Marianna Agostini

Personal information
- Nationality: Italian
- Born: Campodarsego, Italy

Sport
- Sport: Para-cycling
- Disability: Vision impairment
- Disability class: B

Medal record
Women's para-cycling
Representing Italy
Track World Championships
| Silver medal – second place | 2025 Rio de Janeiro | Mixed team sprint B |
European Championships
| Bronze medal – third place | 2023 Rotterdam | Time trial B |

= Marianna Agostini =

Italian para-cyclist (born 2002)

Marianna Agostini is an Italian visually impaired para-cyclist who competes in road and track events.

==Career==
Agostini began her career in para-athletics. She competed at the European Para Youth Games in 2017 and won a silver medal in the 100 metres with a time of 15.58 seconds.
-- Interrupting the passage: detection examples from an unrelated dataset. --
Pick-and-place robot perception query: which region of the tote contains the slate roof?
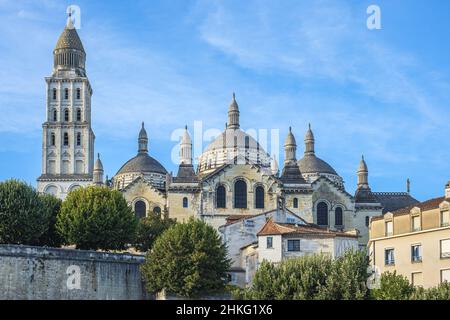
[280,163,306,184]
[117,152,167,174]
[373,192,419,214]
[355,188,380,203]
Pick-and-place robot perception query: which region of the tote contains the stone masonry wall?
[0,245,150,300]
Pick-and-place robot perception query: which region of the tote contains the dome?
[358,156,369,172]
[116,153,167,175]
[297,155,338,176]
[198,128,270,174]
[55,17,84,52]
[204,129,265,153]
[94,154,103,171]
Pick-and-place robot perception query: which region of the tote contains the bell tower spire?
[37,14,96,199]
[138,121,148,153]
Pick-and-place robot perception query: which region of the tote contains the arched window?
[334,207,344,226]
[234,180,247,209]
[77,132,81,146]
[134,200,147,219]
[255,186,264,209]
[153,207,161,214]
[64,109,69,122]
[216,186,226,208]
[64,132,69,146]
[317,202,328,226]
[50,132,56,147]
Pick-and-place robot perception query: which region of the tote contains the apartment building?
[368,181,450,288]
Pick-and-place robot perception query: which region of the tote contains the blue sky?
[0,0,450,200]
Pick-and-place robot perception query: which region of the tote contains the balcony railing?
[384,259,395,266]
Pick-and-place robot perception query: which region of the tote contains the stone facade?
[368,184,450,288]
[38,18,415,247]
[37,17,95,199]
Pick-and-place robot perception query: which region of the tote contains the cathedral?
[37,17,417,246]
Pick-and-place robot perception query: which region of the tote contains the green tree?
[0,180,48,245]
[56,186,137,250]
[141,218,230,297]
[135,214,176,252]
[322,250,369,300]
[371,271,414,300]
[411,282,450,300]
[39,194,63,247]
[239,251,368,300]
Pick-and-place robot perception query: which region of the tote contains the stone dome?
[198,93,270,175]
[198,128,270,174]
[55,17,84,52]
[113,123,167,190]
[297,155,338,176]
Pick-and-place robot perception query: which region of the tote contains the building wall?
[369,226,450,288]
[258,235,358,262]
[258,235,283,263]
[122,180,166,216]
[167,191,200,222]
[0,245,150,300]
[219,210,304,268]
[201,164,279,215]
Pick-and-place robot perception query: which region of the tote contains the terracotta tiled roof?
[257,219,358,238]
[225,214,254,226]
[223,209,306,226]
[372,197,450,220]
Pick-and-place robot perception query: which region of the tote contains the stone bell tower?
[37,14,95,199]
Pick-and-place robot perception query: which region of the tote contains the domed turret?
[93,153,104,185]
[228,92,239,129]
[297,125,343,186]
[180,126,192,165]
[114,122,167,189]
[270,155,280,176]
[53,13,86,76]
[355,156,378,203]
[284,127,297,164]
[138,122,148,153]
[357,156,369,188]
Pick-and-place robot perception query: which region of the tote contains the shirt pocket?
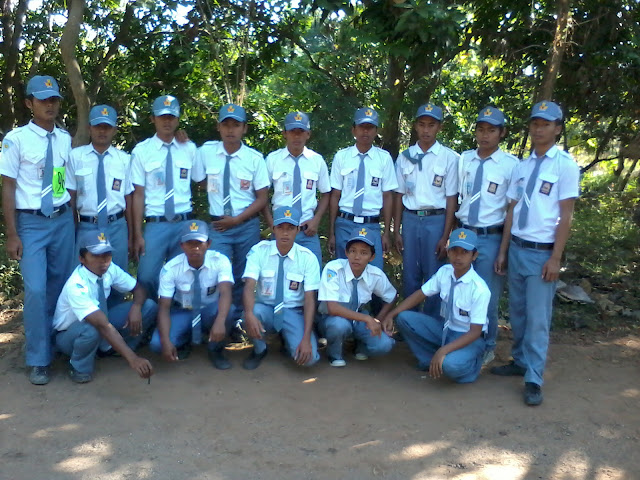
[538,172,560,197]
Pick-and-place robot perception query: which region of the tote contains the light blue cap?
[273,207,300,227]
[284,112,311,132]
[27,75,62,100]
[89,105,118,127]
[447,228,478,250]
[476,106,506,127]
[78,228,113,255]
[218,103,247,122]
[180,220,209,243]
[416,103,443,122]
[353,107,380,127]
[346,227,375,247]
[153,95,180,117]
[529,100,563,122]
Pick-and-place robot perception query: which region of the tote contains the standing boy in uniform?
[318,227,396,367]
[491,101,580,406]
[385,228,491,383]
[131,95,202,298]
[0,75,74,385]
[67,105,133,302]
[243,207,320,370]
[264,112,331,268]
[53,228,158,383]
[456,107,518,364]
[328,108,398,268]
[394,103,458,317]
[150,220,233,370]
[192,104,269,318]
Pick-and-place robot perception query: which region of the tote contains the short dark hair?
[345,239,376,255]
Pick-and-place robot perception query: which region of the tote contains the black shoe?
[242,348,267,370]
[524,382,542,407]
[69,367,93,383]
[489,360,527,377]
[29,367,50,385]
[207,349,231,370]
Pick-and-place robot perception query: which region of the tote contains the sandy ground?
[0,310,640,480]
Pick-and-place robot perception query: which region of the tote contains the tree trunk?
[60,0,90,147]
[538,0,570,101]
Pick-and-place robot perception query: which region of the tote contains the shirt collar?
[269,240,298,260]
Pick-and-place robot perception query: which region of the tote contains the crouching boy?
[53,230,158,383]
[385,228,491,383]
[318,227,396,367]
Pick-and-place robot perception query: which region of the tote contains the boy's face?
[283,128,311,152]
[273,222,298,248]
[347,242,375,277]
[80,252,111,277]
[351,123,378,146]
[151,115,180,137]
[447,247,478,273]
[218,118,247,144]
[25,97,60,123]
[476,122,507,151]
[89,123,118,148]
[413,115,442,145]
[180,240,211,268]
[529,118,562,147]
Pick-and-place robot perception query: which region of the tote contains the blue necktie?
[468,158,489,227]
[273,255,287,332]
[222,155,233,217]
[191,270,202,345]
[40,133,53,217]
[94,152,108,230]
[440,279,462,346]
[349,278,360,312]
[353,153,367,217]
[291,155,302,215]
[96,277,109,315]
[518,155,546,229]
[164,143,176,221]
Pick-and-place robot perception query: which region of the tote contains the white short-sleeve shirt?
[191,140,269,217]
[456,148,520,227]
[331,145,398,217]
[422,265,491,333]
[318,258,397,313]
[158,250,233,309]
[67,145,133,217]
[131,135,203,216]
[242,240,320,308]
[396,141,459,210]
[507,146,580,243]
[53,262,136,331]
[0,121,71,210]
[267,147,331,222]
She again competed at the European Para Youth Games in 2019 and won a gold medal in the 100 metres with a time of 13.72 seconds. She underwent an eye surgery in 2020. When running, the impact with the ground caused severe pain in her eyes, and as a result she had to retire from athletics.

She then switched to para-cycling. She competed at the 2023 European Para Championships and won a bronze medal in the time trial B event. In August 2025, she competed at the 2025 UCI Para-cycling Road World Championships and finished in fourth place in the road race B event with a time of 2:06.48. In October 2025, she competed at the 2025 UCI Para-cycling Track World Championships and won a silver medal in the mixed team sprint B event with a time of 49.975.

==Personal life==
Agostini contracted Uveitis at two and a half years old.